I realise my blurred and expanded picture of Josephine Dickinson (left) does not do justice to a poetry reading, but it is what I have to hand to mark the recording of Josephine’s poem ‘Alphabetula’ at Frieraum on Sunday. You’d be forgiven for thinking that Freiraum was a shooting star and that we return to the everyday marvel of the night sky after it has gone overhead; I want to hold on to pieces of the day because I think they offer us markers for future thought.
I have written elsewhere about how brilliant the piece ‘Alphabetula’ is; in short, a piece that starts with silence and then the revealing of words that we know and recognise eventually becomes a set of sounds, partial words: graphemes of differing lengths. At the same time, strata of pages build up as Josephine reads, turning the pages of each ‘word’. Ultimately, the sound is so dislocated from the signified that the tone of the reading becomes hugely significant – both times I have witnessed this formidable performance I have registered way that words themselves present difficulty for us. as humans. This seems so clear in their abstraction, especially given the clarity of Josephine’s precise and measured reading of each utterance. That the physical file of ‘words’ then becomes unwieldy and that the poet is fighting with the weight of them as they pull away from her is possibly one of the most amazing things I’ve ever seen a poet do. And one of the most palpable things I have ever sensed at a reading I feel as the poem draws to a close: the fury at language that we feel – as it does not express intrinsically anything that we invest it with. Being locked away from sound is one thing, but being locked away from the commonly arranged meaning of these words (and the power or means to access and shape that commonly-arranged meaning) is quite another isolation. I wish all poetry was as good; I wish all readings were as good.

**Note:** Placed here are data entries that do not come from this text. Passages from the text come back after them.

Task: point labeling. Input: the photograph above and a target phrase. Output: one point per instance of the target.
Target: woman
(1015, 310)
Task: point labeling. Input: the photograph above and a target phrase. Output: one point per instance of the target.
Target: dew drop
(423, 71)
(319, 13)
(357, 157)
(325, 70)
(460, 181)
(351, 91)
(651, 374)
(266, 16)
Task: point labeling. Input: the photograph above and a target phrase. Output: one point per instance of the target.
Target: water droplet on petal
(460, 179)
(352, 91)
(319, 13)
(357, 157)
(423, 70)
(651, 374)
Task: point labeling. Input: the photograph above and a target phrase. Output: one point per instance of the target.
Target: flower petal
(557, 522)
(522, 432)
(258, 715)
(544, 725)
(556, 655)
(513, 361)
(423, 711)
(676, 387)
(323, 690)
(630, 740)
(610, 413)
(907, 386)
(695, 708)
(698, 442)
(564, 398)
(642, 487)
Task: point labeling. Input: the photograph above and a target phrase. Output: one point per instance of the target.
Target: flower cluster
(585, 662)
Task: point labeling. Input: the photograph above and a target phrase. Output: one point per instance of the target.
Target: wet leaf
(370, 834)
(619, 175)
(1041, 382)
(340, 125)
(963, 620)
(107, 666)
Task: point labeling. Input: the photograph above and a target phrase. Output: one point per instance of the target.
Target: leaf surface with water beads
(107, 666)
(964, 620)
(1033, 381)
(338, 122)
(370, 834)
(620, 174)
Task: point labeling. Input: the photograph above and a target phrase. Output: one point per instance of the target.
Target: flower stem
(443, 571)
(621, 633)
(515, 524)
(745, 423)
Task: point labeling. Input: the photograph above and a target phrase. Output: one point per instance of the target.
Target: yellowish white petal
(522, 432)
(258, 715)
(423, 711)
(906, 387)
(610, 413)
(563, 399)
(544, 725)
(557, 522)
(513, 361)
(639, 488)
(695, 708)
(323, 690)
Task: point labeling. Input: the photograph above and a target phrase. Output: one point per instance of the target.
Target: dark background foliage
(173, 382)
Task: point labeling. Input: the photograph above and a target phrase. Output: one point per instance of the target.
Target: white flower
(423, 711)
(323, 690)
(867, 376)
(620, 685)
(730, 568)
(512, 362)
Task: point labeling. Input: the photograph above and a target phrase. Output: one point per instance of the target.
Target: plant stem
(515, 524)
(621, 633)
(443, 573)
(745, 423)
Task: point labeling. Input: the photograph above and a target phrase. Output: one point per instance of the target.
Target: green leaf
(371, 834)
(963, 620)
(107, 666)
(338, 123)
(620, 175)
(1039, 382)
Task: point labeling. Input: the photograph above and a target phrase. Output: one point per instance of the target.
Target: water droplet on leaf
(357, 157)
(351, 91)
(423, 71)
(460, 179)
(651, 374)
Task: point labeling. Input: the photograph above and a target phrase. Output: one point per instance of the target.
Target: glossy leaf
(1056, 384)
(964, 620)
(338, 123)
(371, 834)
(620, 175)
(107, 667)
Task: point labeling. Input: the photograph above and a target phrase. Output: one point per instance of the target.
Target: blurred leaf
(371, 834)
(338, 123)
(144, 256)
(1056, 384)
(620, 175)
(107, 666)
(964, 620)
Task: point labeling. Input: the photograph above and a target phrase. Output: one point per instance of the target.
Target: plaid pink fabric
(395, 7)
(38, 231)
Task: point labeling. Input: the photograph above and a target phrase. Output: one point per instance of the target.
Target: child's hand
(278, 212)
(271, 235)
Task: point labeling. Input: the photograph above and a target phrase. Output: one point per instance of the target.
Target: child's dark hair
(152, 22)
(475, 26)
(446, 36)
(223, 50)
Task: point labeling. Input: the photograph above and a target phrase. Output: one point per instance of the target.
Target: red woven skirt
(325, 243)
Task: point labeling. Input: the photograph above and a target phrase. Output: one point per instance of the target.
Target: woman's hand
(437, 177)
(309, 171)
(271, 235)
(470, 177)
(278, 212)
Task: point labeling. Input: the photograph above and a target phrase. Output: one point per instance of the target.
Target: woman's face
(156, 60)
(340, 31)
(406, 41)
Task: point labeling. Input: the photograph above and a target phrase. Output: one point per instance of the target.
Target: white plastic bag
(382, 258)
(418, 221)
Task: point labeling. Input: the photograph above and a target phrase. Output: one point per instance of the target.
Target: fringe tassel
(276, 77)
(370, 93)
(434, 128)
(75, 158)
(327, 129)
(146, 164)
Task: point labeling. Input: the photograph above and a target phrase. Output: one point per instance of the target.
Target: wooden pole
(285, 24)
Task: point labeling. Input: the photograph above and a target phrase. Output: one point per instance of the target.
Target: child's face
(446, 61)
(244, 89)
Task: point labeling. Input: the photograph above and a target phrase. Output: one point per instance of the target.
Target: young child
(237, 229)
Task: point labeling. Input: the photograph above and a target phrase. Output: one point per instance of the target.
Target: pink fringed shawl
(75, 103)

Josephine’s poem ‘Snow’ appears in the anthology This Place I Know and we were very fortunate at the Carlisle Poetry Symposium to watch and hear her perform ‘Peat’. These are extraordinary poems. I am going, I hope, to investigate what I am going to go on to say here much later: the way that Josephine has taken form and wrangled it into her own sphere of meaning is an amazing example for us all. Let’s be careful about this: I am not saying that we should all follow in the same direction, but that we should all closely examine our own direction. Do we agree with it? Do we even know what it is? Why is that stanza like that? Did you decide it – or did someone else, and you didn’t realise? I read James Fenton’s book on poetry some years ago. Enjoyed it. But I was dismayed at the hint that Modernism (with its M and its ism and its baggage train of distorted ideologies) was an overcrowded space that the poet individual should seek to avoid; my dismay was that surely that will create the opposite problem. Open any contemporary poetry book from one of the bigger tiny publishers and you’ll see what I mean. One tyranny has replaced another. I sense with Josephine Dickinson’s work that form and structure have been held up to microscopic inspection and weighed, and worked, and wrestled with. That (that!) is what we should be doing. That is poetry.
If you can justify your iambs and anapaests (or your concrete, or surreal) morally and politically, aesthetically and sonically, then that’s excellent. Let’s have that as the marker for future thought.